Using the z-score of ±1.645 for the 5 percent cutoff and the z-score of ±1.96 for the 2.5 percent in the tail, identify the subject identification (ID) number for subjects who are closest to the cutoff for the upper 2.5 percent and 5 percent of the scores and the lower 2.5 percent and 5 percent of the scores.

I am working on a project with ages and heights. I have the z-scores for both. I just don't understand the above question and how I am to find the upper and lower of the scores. Thank you, Lisa

Z = (score-mean)/SD

Insert Z, mean and SD values to solve for scores

To find the subject identification (ID) numbers for the upper and lower cutoffs based on z-scores, you first need to understand the concept of z-scores and their relationship to normal distribution.

A z-score represents the number of standard deviations a given value is from the mean of a distribution. It allows us to compare values from different distributions by transforming them to a standard normal distribution, where the mean is 0 and the standard deviation is 1.

In this case, you have z-scores of ±1.645 for the 5% cutoff and ±1.96 for the 2.5% cutoff in the tail. The cutoffs correspond to the percentiles of the standard normal distribution. To find the subject ID numbers for these cutoffs, you need to reverse-transform the z-scores back to their original values by using the mean and standard deviation of your data.

Here are the step-by-step instructions to find the subject ID numbers for the upper and lower cutoffs:

1. Calculate the mean (μ) and standard deviation (σ) of your data (ages or heights).

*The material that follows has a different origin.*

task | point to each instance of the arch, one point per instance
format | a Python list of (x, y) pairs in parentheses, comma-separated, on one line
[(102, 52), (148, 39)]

2. Multiply the z-scores by the standard deviation and add the mean to get the original values.

For the upper cutoff:
Upper cutoff value = z-score * standard deviation + mean

For the lower cutoff:
Lower cutoff value = z-score * standard deviation + mean

3. Identify the subject ID numbers that correspond to the upper and lower cutoff values you obtained.

For example, let's say you have age data and you calculated a mean of 40 and a standard deviation of 5. Using the given z-scores:

Upper cutoff value = 1.645 * 5 + 40 = 48.225
Lower cutoff value = -1.645 * 5 + 40 = 31.775

These values represent the age at which subjects would be closest to the upper 5% and lower 5% cutoffs, respectively.

Now, based on your own data and the z-scores provided, you can perform the calculations to find the subject ID numbers for the upper and lower cutoffs.